On Thu, May 29, 2014 at 9:14 AM, Bryan Davis bd808@wikimedia.org wrote:
On Thu, May 29, 2014 at 8:58 AM, Bryan Davis bd808@wikimedia.org wrote:
I thought I'd start this discussion in earnest here on the mw-core list and then take it to a larger list if needed once we have a reasonable plan.
My logging changes [0][1][2][3] are getting closer to being mergeable (the first has already been merged). Tony Thomas' Swift Mailer change [4] is also progressing. Both sets of changes introduce the concept of specifying external library dependencies, both required and suggested, to mediawiki/core.git via composer.json. Composer can be used by people directly consuming the git repository to install and manage these dependencies. I gave a example set of usage instructions in the commit message for my patch that introduced the dependency on PSR-3 [0]. In the production cluster, on Jenkins job runners and in the tarball releases prepared by M&M we will want a different solution.
My idea of how to deal with this is to create a new gerrit repository (mediawiki/core/vendor.git?) that contains a composer.json file similar to the one I had in patch set 7 of my first logging patch [5]. This composer.json file would be used to tell Composer the exact versions of libraries to download. Someone would manually run Composer in a checkout of this repository and then commit the downloaded content, composer.lock file and generated autoloader.php to the repository for review. We would then be able to branch and use this repository as git submodule in the wmf/1.2XwmfY branches that are deployed to production and ensure that it is checked out along with mw-core on the Jenkins nodes. By placing this submodule at $IP/vendor in mw-core we would be mimicking the configuration that direct users of Composer will experience. WebStart.php already includes $IP/vendor/autoload.php when present so integration with the rest of wm-core should follow from that. It would also be possible for M&M to add this repo to their tarballs for distribution.

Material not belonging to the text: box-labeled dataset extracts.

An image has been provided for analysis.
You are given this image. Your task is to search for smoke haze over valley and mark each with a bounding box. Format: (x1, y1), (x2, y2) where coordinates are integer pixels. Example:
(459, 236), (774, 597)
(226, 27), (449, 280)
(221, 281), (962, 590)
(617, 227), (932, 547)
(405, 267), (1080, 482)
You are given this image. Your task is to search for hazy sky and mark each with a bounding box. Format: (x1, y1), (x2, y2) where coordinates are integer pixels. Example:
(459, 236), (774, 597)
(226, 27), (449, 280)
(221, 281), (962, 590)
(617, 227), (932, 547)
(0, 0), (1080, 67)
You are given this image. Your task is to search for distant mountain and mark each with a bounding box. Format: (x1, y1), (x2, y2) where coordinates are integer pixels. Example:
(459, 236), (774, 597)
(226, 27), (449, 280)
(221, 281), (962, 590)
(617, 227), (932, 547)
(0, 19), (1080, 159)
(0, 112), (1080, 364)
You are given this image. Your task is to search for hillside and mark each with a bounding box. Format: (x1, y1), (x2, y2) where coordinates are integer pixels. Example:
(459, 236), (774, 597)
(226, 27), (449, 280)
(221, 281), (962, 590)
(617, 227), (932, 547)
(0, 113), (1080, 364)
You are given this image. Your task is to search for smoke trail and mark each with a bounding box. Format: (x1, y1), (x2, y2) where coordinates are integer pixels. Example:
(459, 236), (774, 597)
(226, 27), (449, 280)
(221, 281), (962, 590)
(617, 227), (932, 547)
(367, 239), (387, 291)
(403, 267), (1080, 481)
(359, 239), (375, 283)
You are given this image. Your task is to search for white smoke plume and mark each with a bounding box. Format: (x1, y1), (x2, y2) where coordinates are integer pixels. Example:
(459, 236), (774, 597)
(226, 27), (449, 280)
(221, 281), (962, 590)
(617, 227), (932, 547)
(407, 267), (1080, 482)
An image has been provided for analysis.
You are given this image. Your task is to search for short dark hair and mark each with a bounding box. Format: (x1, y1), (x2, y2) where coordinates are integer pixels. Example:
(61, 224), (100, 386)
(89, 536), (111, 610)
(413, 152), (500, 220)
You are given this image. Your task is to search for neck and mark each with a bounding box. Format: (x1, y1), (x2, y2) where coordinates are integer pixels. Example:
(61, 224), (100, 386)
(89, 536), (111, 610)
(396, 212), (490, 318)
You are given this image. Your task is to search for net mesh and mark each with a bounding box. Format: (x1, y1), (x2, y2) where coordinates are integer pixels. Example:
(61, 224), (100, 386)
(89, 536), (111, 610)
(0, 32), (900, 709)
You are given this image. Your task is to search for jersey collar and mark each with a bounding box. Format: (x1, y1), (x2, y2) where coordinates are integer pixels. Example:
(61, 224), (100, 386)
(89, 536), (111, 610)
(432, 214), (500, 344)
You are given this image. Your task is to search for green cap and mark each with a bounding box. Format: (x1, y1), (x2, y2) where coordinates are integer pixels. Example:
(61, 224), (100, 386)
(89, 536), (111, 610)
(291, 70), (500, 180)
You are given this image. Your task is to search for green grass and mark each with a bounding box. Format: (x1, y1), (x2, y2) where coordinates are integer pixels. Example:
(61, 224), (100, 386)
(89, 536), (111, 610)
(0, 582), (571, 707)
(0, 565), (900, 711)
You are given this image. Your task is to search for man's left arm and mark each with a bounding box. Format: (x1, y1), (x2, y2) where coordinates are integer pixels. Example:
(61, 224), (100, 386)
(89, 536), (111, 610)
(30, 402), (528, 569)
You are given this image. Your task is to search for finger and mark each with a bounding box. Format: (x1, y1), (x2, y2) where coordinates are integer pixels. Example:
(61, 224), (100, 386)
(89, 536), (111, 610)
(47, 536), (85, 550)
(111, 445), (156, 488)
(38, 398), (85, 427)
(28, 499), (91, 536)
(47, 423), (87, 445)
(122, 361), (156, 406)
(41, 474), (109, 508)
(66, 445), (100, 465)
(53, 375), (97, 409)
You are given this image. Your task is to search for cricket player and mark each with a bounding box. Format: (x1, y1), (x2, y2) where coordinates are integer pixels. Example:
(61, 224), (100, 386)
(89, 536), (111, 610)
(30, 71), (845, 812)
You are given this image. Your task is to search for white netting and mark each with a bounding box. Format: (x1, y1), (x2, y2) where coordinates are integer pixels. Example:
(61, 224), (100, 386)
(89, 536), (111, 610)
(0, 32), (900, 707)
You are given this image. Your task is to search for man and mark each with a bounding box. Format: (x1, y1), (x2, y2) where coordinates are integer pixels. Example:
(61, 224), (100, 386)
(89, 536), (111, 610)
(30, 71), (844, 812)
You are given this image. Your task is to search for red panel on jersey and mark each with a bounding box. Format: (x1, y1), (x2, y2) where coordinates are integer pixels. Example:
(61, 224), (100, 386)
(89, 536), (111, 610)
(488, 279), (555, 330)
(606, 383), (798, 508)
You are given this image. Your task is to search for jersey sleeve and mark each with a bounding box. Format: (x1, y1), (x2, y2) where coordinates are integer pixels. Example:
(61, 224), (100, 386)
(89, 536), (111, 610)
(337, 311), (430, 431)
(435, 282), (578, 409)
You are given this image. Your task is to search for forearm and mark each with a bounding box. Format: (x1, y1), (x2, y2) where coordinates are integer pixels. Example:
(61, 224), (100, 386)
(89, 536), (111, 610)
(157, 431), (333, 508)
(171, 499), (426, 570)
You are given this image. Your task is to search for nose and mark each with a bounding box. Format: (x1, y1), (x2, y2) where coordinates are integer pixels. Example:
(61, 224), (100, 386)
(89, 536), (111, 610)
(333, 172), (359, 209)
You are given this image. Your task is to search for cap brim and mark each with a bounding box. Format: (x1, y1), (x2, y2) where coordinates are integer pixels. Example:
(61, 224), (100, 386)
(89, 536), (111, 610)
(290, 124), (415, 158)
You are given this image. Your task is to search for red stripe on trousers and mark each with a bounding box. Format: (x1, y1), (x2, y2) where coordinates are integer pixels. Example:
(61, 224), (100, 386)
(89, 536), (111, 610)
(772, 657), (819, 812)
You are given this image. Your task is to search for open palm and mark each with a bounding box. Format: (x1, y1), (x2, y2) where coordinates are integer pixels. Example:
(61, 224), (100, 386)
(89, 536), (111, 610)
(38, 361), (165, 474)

I think Ori has a slightly different idea about how to approach this issue. I'd like to hear his idea in this thread and then reach consensus on how to move forward here or take both ideas (and any other credible alternatives) to a large list for a final decision.
[5]:
https://gerrit.wikimedia.org/r/#/c/119939/7/libs/composer.json,unified
I was just talking about this email with RobLa and he brought up a use case that my current description doesn't fully explain and I remembered one that Ori gave on irc that is similar but slightly different.
RobLa's example is that of an external library that we need to patch for WMF useage and upstream the change. To keep from blocking things for our production cluster we would want to fork the upstream, add our patch for local use and upstream the patch. During the time that the patch was pending review in the upstream we would want to use our locally patched version in production and Jenkins.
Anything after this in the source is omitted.